Jane Catulle-Mendès, qui venait de faire paraître chez Lemerre Le Cœur magnifique, échappe dans Les Marges de mai 1909 aux critiques acerbes auxquelles furent soumis les deux Mardrus : « Il n’y a pas d’hommes […] qui fasse des poèmes où l’ont trouve tant de splendeur et de force ». En juillet, Apollinaire-Louise jongle avec les pensées féminine et masculine, car il traite de « La littérature féminine jugée par deux hommes », Julien Bertaut, auteur de La Littérature féminine d’aujourd’hui, et Jean de Bonnefon, dont La Corbeille des roses ou les Dames de lettres était parue aux éditions de Bouville et Cie. On oublie un instant Louise pour signaler cette féminisation toute conventionnelle de l'expression homme de lettres, et rappeler qu'une femme, Rachilde, trouva une expression délibérément inconvenante pour qualifier Jarry, devenu Le Surmâle de lettres (Bernard Grasset, 1928).

Retour aux Marges. Bertaut, « que la moindre audace venant d’une femme scandalise, n’a pas osé aborder [… le point de] l’influence de la littérature féminine d’aujourd’hui sur la littérature masculine ». Quant à Jean de Bonnefon, sa critique n’aurait aucune valeur, mais il est loué pour avoir « su reconnaître les tendances vers la liberté qui caractérisent la littérature féminine d’aujourd’hui ». En octobre 1909, Louise traîne Marcelle Tinayre dans la boue à l’occasion de L’Ombre de l’amour, un roman paru dans La Revue de Paris, juillet-septembre 1909. La dernière contribution de Louise Lalanne, en novembre 1909, sera brève : quatre lignes pour vanter Sibylle mère, par Renée d’Ulmès (Renée Rey), paru chez Lemerre.

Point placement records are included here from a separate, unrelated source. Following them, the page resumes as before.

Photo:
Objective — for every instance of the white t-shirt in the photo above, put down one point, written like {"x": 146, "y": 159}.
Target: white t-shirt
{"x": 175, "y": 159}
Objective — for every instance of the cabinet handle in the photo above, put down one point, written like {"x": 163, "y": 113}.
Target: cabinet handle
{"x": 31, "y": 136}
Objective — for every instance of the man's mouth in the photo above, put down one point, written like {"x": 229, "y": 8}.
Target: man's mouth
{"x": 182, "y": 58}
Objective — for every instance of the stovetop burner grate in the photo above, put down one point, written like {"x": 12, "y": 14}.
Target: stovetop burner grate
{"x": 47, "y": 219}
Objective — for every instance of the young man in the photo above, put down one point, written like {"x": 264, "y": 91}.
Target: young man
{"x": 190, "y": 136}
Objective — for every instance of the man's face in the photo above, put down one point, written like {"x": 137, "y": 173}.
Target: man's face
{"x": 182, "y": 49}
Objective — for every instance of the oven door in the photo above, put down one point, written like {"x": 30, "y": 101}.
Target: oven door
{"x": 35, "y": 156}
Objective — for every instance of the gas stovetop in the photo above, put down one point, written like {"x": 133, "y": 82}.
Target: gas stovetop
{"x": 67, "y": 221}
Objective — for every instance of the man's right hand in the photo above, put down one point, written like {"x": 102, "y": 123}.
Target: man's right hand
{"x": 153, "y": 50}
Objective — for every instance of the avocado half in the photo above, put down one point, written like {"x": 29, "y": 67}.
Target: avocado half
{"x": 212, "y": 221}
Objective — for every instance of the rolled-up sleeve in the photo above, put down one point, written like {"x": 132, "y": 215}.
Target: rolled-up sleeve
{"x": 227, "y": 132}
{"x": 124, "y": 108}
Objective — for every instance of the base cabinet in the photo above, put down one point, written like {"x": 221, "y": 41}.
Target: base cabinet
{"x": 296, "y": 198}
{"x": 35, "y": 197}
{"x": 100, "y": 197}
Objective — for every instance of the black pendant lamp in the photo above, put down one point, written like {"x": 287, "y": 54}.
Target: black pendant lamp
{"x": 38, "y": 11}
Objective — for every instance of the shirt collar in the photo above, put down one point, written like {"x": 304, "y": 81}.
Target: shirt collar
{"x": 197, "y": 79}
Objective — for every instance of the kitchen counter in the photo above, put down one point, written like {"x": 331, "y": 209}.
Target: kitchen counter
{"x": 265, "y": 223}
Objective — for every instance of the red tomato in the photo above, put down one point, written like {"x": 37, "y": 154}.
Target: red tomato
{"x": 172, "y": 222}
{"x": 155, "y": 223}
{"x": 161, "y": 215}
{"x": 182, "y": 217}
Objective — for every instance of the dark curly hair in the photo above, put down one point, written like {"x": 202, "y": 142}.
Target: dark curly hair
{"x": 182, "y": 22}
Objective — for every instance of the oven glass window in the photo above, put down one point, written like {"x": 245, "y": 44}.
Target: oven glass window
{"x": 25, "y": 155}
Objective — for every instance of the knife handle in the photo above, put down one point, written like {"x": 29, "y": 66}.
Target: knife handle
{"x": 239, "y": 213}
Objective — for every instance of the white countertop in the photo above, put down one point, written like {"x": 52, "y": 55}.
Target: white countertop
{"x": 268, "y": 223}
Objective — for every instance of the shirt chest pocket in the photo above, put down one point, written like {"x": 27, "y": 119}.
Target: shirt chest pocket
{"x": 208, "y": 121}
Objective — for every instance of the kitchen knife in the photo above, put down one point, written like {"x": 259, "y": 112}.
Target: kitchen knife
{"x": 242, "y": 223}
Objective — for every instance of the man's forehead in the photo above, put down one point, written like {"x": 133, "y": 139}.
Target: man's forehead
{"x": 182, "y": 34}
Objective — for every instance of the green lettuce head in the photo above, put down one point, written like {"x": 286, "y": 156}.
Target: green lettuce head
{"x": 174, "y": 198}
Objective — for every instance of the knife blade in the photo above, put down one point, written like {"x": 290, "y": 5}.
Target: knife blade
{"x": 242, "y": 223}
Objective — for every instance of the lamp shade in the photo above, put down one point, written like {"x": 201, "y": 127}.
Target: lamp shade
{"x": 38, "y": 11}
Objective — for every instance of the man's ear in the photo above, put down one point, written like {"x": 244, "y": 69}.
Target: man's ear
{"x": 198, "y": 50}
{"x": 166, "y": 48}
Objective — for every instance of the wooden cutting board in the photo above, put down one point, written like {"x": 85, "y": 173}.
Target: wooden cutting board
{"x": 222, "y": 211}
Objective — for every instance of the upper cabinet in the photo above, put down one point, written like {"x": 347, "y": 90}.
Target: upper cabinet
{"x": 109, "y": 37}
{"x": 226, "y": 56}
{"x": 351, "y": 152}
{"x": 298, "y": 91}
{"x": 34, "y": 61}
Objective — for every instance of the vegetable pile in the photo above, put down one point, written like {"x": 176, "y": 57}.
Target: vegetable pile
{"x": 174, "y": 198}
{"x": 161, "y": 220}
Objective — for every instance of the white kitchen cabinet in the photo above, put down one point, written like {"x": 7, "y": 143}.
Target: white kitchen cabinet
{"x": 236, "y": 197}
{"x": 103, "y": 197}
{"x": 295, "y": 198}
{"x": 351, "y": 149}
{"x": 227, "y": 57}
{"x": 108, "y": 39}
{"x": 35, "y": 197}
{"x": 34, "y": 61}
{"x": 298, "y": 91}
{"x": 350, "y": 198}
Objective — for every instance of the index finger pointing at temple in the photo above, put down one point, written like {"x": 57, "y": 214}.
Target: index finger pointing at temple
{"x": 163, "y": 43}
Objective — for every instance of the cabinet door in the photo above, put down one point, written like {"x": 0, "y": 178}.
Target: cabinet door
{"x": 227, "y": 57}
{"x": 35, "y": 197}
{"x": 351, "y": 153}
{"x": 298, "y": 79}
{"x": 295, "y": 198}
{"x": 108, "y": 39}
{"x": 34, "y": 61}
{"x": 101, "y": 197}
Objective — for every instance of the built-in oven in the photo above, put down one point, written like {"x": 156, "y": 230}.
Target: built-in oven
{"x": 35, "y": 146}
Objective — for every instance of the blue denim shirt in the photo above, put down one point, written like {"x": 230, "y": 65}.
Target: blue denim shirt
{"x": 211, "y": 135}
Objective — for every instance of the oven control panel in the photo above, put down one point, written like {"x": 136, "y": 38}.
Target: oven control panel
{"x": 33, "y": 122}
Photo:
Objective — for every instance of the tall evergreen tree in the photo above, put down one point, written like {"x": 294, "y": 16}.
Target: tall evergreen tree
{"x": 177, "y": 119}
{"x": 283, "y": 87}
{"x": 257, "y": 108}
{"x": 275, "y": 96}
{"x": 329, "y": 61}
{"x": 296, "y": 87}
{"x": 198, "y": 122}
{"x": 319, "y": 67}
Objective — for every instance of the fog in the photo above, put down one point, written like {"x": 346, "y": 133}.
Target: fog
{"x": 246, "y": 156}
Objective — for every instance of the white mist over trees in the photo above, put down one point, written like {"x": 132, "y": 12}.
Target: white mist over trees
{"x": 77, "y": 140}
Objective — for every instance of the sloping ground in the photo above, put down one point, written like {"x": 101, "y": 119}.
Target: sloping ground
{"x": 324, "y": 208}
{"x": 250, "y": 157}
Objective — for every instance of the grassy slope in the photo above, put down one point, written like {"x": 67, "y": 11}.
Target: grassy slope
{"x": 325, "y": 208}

La supercherie avait duré un an. Dans Les Marges du 15 janvier 1910, une note censée être d’Eugène Montfort mais rédigée peut-être par Apollinaire, disait : « Une fâcheuse nouvelle à apprendre aux lecteurs des Marges : Mlle Louise Lalanne vient d’être enlevée par un officier de cavalerie […] Inutile de dire qu’aux Marges, nous ne badinons pas sur le chapitre de la vertu […] nous craignons fort que cet écart si regrettable interrompe une carrière littéraire très brillamment ouverte ». Puis l’auteur de la note redescendait sur terre : « Nous connaissions le souple et intelligent talent de Guillaume Apollinaire. Nous lui demandâmes s’il consentirait à se déguiser en femme pendant quelque temps. L’idée l’amusa et il accepta ». Apollinaire s'était amusé à utiliser un style de bas-bleu, mais il avait maintenu son appartenance au sexe masculin en choisissant pour pseudonyme le nom de Ludovic – forme ancienne de Louis – Lalanne, un auteur qu'il avait appris à connaître grâce aux livres.

L U D O V I C    LALANNE

Apollinaire, un des piliers de la collection « Les Maîtres de l’amour » à la Bibliothèque des curieux, fut un rat de bibliothèque familier de la Bibliothèque Nationale, travaillant avec l’esprit d’un archiviste qui serait en même temps amateur d’anecdotes et de curiosités littéraires. Tel fut Ludovic Lalanne, à l’origine du pseudonyme, bien que sa personnalité n’eût rien de la truculence et du lyrisme à la fois d’Apollinaire. On le disait timide et il restait froid devant les honneurs, refusant d’être présenté pour (comme on disait) la légion d’honneur : l’Introverti et l’Exubérant.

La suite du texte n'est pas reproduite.